Person 2: (in response) "The unconscious desire for a lawful Father overriding every contingency is very powerful, from where I sit." ... "yet this fantasy is also the unconscious disavowal, is also a disavowal of living actual fathers—not the one created in the image of a God."
Put another way we retreat to fantasy for we feel the present is unbearable, we do not think we can change the unbearable present, so only via the retreat to fantastical (aka things that are so unlikely to happen) can we fill whole again. Via retreating to fantasy we can provide the cathartic relief, the relief of our strong emotions we feel fervently inside. :disapprove
Yes I am FUN at parties!
The late conservative Justice Alito wrote that like all rights, the Second Amendment is not limitless. The chances of national laws that resemble those in Connecticut are realistically not very good. But hopefully more states will tighten their laws. Connecticut, New York and California are examples of states who's strict laws have passed Constitutional muster.
So far. Aren't some of them being challenged currently? I don't own guns so it's not something I keep up with, but I seem to recall hearing something about the possibility of SCOTUS expanding gun rights, which, holy shit, wouldn't that be an awful look.
I have not been following this closely but there is a current Supreme Court case which will be the first major gun case in the last decade and it will come out in the next month. It is actually challenging everything Mookie said 2 posts ago. Note the whole article but here is 2 paragraphs since it is paywalled
The case: Can New York place severe restrictions on who can carry a gun in public? (New York State Rifle & Pistol Association v. Bruen)

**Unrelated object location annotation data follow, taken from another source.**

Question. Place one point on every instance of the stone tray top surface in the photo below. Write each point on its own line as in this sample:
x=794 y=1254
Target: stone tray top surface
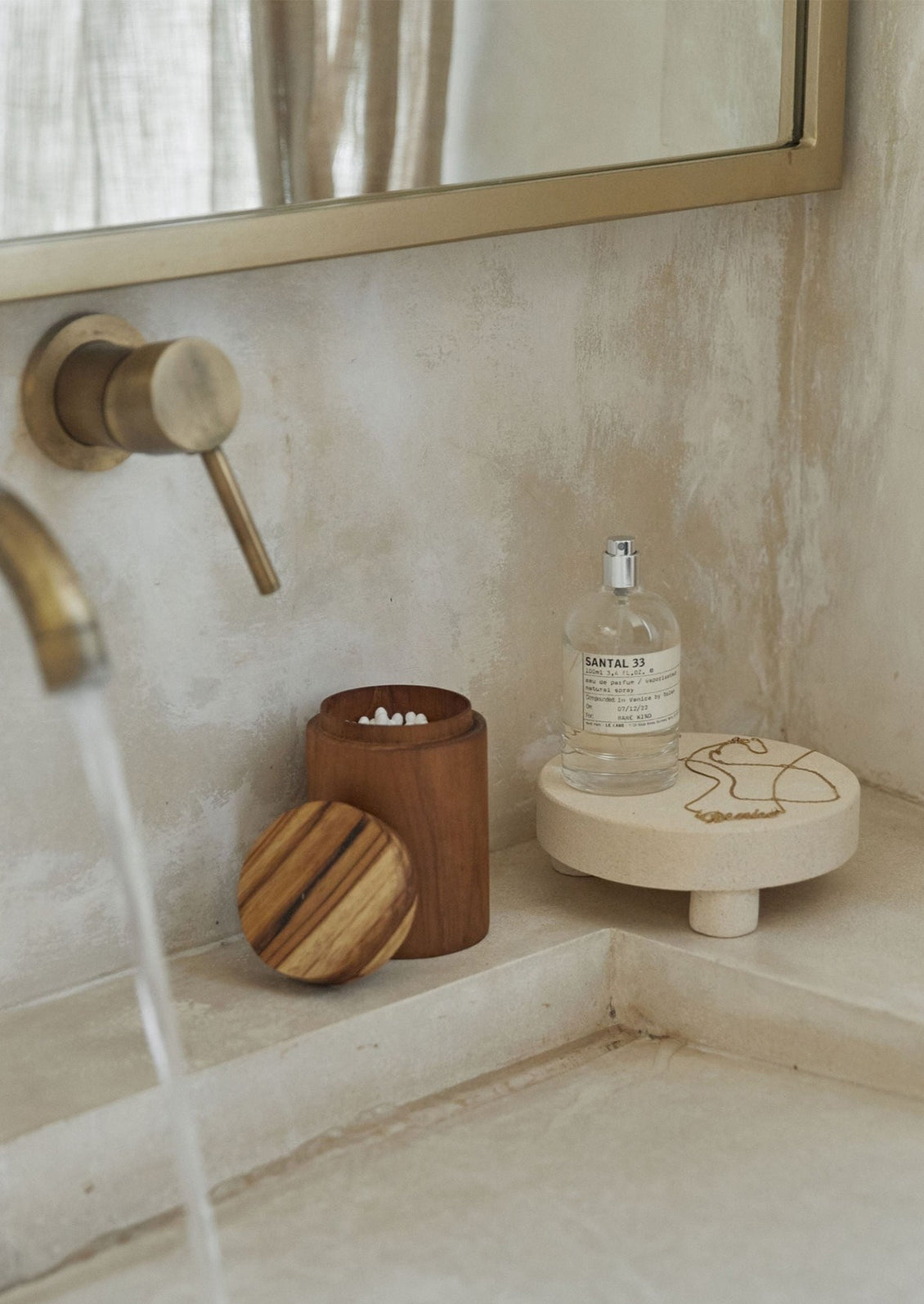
x=833 y=982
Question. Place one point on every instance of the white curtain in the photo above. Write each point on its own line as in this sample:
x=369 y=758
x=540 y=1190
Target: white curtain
x=128 y=111
x=119 y=111
x=352 y=96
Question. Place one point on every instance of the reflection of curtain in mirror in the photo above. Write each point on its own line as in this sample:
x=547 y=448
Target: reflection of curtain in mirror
x=350 y=96
x=119 y=111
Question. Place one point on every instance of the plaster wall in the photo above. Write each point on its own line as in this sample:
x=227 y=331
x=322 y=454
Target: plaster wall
x=436 y=444
x=855 y=492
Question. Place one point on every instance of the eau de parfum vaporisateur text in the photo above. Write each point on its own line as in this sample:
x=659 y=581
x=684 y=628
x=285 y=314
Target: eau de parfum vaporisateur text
x=621 y=683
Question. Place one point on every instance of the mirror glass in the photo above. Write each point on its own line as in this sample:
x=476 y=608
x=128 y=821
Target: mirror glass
x=122 y=112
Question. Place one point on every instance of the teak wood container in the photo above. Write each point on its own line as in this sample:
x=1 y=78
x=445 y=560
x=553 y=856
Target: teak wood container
x=429 y=782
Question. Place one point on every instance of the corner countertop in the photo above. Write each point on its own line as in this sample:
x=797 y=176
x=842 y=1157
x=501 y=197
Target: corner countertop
x=833 y=982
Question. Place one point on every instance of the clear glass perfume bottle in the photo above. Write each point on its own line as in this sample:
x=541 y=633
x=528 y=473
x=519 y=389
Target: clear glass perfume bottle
x=621 y=683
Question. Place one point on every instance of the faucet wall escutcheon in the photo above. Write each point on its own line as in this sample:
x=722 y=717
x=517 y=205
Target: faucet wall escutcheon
x=94 y=392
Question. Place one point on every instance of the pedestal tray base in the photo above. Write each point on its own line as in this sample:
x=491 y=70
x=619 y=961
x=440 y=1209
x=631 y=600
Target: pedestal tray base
x=746 y=814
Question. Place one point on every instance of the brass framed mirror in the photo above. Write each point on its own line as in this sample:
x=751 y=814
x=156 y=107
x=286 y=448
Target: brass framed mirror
x=187 y=137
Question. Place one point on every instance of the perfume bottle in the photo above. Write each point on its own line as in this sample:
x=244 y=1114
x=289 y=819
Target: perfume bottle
x=621 y=683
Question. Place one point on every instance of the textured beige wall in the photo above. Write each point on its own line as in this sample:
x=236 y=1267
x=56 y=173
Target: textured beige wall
x=855 y=493
x=436 y=444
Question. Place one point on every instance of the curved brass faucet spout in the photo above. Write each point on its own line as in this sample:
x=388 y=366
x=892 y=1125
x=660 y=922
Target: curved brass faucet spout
x=59 y=616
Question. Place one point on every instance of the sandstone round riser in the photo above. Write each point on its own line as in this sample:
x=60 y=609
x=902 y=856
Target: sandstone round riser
x=744 y=814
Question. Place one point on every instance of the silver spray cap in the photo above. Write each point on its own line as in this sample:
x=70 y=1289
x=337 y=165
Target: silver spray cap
x=620 y=567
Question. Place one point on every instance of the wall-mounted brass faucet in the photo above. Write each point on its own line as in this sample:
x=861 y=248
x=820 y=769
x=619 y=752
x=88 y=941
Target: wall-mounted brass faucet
x=58 y=612
x=94 y=392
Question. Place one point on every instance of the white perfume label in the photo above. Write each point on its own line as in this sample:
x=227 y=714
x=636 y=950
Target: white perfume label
x=630 y=694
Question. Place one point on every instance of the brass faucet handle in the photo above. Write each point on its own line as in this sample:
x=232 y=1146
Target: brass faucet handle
x=94 y=392
x=181 y=396
x=240 y=519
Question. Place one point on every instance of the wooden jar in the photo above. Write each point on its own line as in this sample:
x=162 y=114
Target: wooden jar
x=429 y=784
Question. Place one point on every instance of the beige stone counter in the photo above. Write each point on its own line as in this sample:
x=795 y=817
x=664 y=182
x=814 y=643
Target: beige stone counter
x=833 y=982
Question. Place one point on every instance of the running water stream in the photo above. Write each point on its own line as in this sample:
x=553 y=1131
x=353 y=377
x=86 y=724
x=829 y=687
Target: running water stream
x=87 y=711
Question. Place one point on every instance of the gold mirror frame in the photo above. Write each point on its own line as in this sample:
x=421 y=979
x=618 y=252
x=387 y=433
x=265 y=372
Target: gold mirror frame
x=119 y=256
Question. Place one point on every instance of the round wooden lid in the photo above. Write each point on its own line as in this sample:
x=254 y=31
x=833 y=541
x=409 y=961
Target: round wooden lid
x=326 y=894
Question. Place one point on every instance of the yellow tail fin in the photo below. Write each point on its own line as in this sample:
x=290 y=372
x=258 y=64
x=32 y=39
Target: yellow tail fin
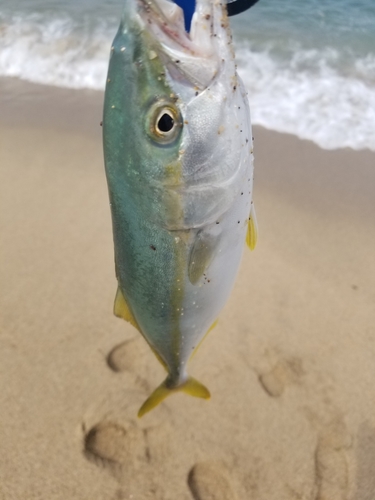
x=191 y=387
x=252 y=229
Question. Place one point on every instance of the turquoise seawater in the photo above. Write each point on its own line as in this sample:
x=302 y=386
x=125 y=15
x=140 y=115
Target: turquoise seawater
x=309 y=66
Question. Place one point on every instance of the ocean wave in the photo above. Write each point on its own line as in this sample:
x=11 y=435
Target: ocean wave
x=310 y=97
x=58 y=52
x=309 y=93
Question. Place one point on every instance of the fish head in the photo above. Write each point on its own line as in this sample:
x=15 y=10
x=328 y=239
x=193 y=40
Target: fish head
x=175 y=109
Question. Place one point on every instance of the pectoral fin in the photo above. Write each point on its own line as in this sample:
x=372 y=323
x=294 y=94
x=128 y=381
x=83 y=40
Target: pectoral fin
x=122 y=310
x=191 y=387
x=252 y=229
x=202 y=254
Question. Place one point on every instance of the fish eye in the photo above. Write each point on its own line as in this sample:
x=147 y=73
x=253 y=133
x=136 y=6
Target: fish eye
x=164 y=122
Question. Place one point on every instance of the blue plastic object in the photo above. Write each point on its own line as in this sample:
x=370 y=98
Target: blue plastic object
x=188 y=6
x=234 y=7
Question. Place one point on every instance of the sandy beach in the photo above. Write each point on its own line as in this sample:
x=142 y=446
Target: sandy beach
x=290 y=366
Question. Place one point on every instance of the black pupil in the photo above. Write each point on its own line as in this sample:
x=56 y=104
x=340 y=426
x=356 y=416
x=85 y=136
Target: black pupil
x=165 y=123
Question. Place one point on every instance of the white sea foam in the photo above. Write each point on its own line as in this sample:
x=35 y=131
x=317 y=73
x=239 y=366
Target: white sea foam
x=309 y=97
x=309 y=93
x=55 y=52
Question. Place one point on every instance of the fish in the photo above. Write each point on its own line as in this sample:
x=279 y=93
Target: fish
x=178 y=153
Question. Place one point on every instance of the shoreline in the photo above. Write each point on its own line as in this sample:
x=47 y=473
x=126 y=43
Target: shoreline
x=290 y=365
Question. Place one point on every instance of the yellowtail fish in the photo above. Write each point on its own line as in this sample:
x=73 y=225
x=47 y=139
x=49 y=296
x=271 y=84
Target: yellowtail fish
x=179 y=165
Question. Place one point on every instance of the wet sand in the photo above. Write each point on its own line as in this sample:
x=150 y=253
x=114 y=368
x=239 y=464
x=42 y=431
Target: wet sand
x=290 y=365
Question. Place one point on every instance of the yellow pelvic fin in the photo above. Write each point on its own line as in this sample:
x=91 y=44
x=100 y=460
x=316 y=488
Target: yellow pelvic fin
x=252 y=229
x=122 y=310
x=191 y=387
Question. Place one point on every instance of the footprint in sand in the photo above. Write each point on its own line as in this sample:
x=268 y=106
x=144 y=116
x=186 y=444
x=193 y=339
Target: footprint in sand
x=285 y=372
x=112 y=445
x=210 y=481
x=331 y=463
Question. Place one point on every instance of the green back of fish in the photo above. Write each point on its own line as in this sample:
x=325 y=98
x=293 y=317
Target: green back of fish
x=150 y=260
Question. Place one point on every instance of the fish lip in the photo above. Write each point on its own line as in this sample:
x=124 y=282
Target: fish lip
x=169 y=19
x=151 y=12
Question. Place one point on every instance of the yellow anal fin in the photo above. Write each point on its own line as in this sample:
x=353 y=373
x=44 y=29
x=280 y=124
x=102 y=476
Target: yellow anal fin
x=252 y=229
x=191 y=387
x=122 y=310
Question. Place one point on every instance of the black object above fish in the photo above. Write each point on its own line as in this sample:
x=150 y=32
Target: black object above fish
x=234 y=7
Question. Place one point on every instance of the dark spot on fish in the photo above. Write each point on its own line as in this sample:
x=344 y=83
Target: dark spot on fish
x=165 y=123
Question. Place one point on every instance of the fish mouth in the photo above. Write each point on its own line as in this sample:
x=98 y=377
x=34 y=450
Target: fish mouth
x=197 y=55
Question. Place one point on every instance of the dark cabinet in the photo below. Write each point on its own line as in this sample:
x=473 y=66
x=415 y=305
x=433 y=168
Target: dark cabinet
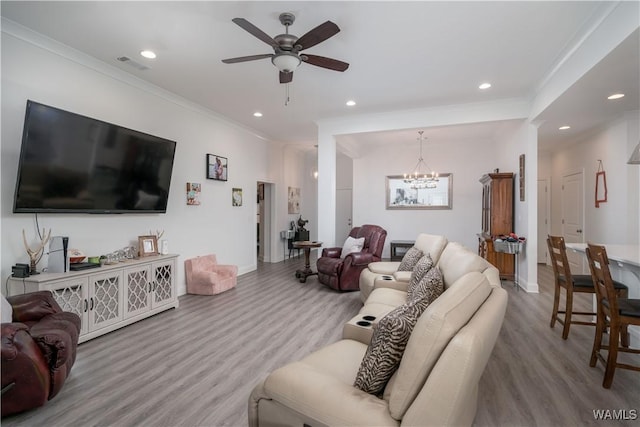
x=497 y=220
x=299 y=236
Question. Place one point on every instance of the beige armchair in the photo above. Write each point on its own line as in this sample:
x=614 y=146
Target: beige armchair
x=435 y=384
x=206 y=277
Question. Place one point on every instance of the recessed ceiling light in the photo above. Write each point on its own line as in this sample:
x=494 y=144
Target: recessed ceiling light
x=149 y=54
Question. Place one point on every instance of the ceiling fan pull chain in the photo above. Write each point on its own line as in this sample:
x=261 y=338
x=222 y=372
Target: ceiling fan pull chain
x=286 y=102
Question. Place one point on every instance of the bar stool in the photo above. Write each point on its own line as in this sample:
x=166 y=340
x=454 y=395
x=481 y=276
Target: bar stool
x=621 y=312
x=581 y=283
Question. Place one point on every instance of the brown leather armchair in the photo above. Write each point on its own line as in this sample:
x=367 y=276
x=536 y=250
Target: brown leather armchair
x=343 y=274
x=38 y=350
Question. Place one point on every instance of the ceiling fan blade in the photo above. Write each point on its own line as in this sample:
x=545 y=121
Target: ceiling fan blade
x=255 y=31
x=324 y=62
x=318 y=35
x=246 y=58
x=286 y=77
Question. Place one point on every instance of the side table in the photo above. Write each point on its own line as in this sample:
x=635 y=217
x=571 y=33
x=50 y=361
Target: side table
x=306 y=246
x=510 y=248
x=403 y=245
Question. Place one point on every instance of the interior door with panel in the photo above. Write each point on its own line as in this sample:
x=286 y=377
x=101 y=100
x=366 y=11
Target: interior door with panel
x=162 y=288
x=573 y=217
x=137 y=290
x=105 y=299
x=72 y=295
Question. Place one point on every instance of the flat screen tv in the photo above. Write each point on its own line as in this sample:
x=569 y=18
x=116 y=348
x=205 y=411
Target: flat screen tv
x=75 y=164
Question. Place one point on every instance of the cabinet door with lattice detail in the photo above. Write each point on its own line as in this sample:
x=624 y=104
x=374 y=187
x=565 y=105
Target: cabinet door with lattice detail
x=105 y=299
x=162 y=284
x=137 y=290
x=72 y=295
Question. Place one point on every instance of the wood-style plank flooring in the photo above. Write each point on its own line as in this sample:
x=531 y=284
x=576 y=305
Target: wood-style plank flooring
x=195 y=366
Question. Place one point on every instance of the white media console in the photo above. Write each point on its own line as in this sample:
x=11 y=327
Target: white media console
x=112 y=296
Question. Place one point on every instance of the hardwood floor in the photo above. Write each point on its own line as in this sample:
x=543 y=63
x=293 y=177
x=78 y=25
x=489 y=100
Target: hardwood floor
x=195 y=366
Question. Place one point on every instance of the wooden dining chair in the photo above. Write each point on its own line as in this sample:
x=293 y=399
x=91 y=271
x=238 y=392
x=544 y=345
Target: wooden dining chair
x=613 y=311
x=581 y=283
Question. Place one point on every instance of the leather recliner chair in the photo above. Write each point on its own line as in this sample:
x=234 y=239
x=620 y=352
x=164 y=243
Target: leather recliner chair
x=38 y=350
x=343 y=274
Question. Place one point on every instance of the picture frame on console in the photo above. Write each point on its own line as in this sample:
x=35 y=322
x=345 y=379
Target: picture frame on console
x=147 y=246
x=401 y=195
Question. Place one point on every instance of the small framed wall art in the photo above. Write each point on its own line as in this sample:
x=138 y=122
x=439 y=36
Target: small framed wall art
x=147 y=246
x=217 y=167
x=236 y=197
x=193 y=193
x=293 y=200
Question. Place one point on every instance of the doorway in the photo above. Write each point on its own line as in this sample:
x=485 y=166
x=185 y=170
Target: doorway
x=543 y=219
x=344 y=212
x=264 y=215
x=572 y=196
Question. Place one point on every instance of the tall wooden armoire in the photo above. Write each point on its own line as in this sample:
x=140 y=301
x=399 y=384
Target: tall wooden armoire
x=497 y=220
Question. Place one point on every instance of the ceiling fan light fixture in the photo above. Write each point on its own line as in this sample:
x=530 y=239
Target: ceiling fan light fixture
x=286 y=62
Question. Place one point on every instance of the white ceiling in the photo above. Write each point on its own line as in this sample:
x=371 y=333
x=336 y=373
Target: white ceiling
x=402 y=55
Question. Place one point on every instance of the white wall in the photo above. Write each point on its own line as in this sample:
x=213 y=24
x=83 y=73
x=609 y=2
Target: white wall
x=616 y=221
x=521 y=138
x=68 y=80
x=460 y=224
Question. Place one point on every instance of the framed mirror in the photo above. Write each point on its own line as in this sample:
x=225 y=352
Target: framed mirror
x=403 y=195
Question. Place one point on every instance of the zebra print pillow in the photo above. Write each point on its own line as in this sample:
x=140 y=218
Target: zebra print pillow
x=428 y=288
x=422 y=266
x=410 y=259
x=387 y=346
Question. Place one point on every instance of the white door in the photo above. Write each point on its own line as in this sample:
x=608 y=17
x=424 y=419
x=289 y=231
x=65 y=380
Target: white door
x=343 y=215
x=543 y=220
x=573 y=217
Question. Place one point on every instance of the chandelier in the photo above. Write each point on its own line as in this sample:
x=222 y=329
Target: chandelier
x=418 y=179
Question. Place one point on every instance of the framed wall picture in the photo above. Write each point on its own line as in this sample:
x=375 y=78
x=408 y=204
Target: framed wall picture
x=401 y=195
x=193 y=193
x=236 y=197
x=217 y=167
x=147 y=246
x=293 y=201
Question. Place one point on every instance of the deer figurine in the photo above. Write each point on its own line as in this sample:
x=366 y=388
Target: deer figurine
x=35 y=255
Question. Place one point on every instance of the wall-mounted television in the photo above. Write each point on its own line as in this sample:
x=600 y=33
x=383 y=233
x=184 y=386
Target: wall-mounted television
x=70 y=163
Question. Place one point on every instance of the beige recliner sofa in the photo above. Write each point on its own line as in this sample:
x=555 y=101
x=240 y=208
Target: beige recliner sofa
x=437 y=380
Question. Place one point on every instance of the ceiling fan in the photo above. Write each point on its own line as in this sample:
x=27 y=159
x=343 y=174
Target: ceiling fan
x=287 y=47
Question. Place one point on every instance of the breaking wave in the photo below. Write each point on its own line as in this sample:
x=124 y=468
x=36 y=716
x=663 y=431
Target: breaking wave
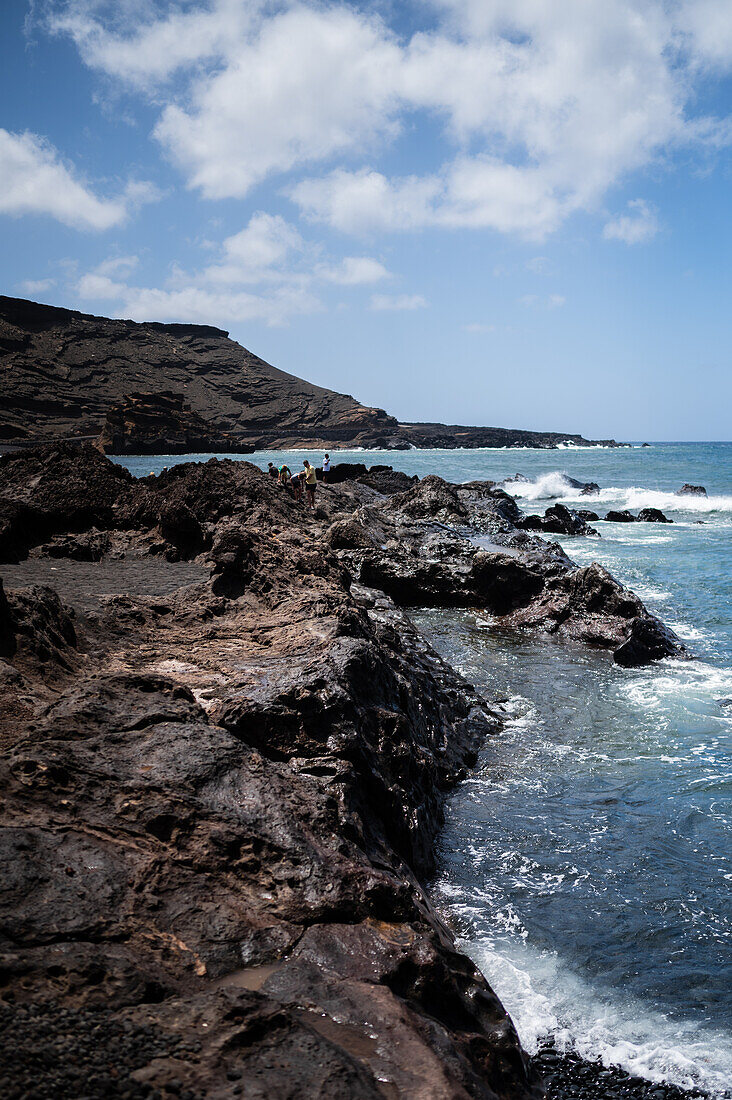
x=557 y=486
x=545 y=998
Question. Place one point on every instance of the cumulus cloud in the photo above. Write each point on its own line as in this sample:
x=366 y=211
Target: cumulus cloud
x=280 y=271
x=354 y=271
x=36 y=285
x=310 y=85
x=400 y=301
x=34 y=179
x=635 y=227
x=539 y=108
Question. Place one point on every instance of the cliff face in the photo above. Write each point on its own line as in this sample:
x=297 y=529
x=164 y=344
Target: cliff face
x=61 y=371
x=162 y=424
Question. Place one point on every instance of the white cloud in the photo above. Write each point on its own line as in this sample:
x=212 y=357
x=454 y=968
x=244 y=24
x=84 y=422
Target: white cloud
x=34 y=179
x=539 y=108
x=354 y=271
x=129 y=43
x=269 y=254
x=640 y=224
x=259 y=252
x=709 y=26
x=312 y=84
x=400 y=301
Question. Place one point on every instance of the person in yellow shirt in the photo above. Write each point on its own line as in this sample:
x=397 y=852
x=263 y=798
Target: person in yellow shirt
x=310 y=482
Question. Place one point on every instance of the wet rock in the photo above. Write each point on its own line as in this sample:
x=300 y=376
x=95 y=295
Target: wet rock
x=557 y=520
x=620 y=517
x=90 y=546
x=7 y=626
x=649 y=640
x=55 y=490
x=388 y=481
x=653 y=516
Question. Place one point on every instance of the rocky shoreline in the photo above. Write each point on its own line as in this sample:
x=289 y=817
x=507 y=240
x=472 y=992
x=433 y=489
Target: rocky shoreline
x=226 y=749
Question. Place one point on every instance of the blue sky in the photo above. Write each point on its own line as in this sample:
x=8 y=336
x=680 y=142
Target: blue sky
x=483 y=211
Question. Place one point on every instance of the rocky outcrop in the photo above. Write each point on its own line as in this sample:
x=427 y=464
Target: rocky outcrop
x=219 y=804
x=419 y=562
x=162 y=424
x=620 y=517
x=441 y=435
x=691 y=491
x=653 y=516
x=558 y=520
x=63 y=373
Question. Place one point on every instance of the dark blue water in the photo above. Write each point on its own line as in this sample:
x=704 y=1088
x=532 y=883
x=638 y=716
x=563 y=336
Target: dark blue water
x=587 y=864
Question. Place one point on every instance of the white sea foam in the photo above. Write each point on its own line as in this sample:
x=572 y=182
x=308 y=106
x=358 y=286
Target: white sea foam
x=686 y=683
x=545 y=998
x=557 y=486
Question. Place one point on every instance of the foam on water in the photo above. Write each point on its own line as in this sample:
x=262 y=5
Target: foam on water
x=556 y=486
x=545 y=999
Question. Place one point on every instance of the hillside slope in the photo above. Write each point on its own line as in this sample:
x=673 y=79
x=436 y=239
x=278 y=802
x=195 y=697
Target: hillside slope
x=62 y=371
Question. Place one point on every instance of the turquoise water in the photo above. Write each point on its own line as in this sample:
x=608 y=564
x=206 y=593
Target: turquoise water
x=587 y=862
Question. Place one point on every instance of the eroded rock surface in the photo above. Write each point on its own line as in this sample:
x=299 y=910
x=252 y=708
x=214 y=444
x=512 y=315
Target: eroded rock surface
x=162 y=424
x=220 y=800
x=63 y=372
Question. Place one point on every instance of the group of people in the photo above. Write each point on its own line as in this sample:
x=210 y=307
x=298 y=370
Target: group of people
x=303 y=480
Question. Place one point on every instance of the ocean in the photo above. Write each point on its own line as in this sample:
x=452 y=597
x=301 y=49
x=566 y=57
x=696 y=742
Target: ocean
x=587 y=861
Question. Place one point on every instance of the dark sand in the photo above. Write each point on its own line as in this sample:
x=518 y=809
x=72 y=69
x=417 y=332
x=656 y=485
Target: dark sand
x=84 y=584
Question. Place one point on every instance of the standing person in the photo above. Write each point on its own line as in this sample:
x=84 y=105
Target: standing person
x=284 y=474
x=296 y=483
x=310 y=482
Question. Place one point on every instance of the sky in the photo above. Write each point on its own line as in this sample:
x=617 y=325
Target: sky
x=506 y=212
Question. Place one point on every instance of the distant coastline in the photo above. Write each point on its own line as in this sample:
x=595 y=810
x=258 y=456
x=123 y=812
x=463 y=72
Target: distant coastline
x=154 y=388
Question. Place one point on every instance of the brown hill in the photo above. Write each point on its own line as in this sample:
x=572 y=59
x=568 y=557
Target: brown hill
x=62 y=371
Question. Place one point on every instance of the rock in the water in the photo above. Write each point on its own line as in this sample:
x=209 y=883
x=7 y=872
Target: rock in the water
x=620 y=517
x=7 y=626
x=653 y=516
x=649 y=640
x=557 y=520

For 108 years, New York has said that anyone who wants to carry a gun in public must apply for a license, and he or she must be at least 21, have no criminal record, have “good moral character” and — this is the part really being challenged — a demonstrated need to carry the gun beyond average public safety fears. This is known as “proper cause.”
Two men from Upstate New York challenged the state’s law when they applied to carry a gun at all times but received allowances only for hunting or going to and from work. They sued, arguing the strict law violated their Second Amendment rights to “keep and bear arms.”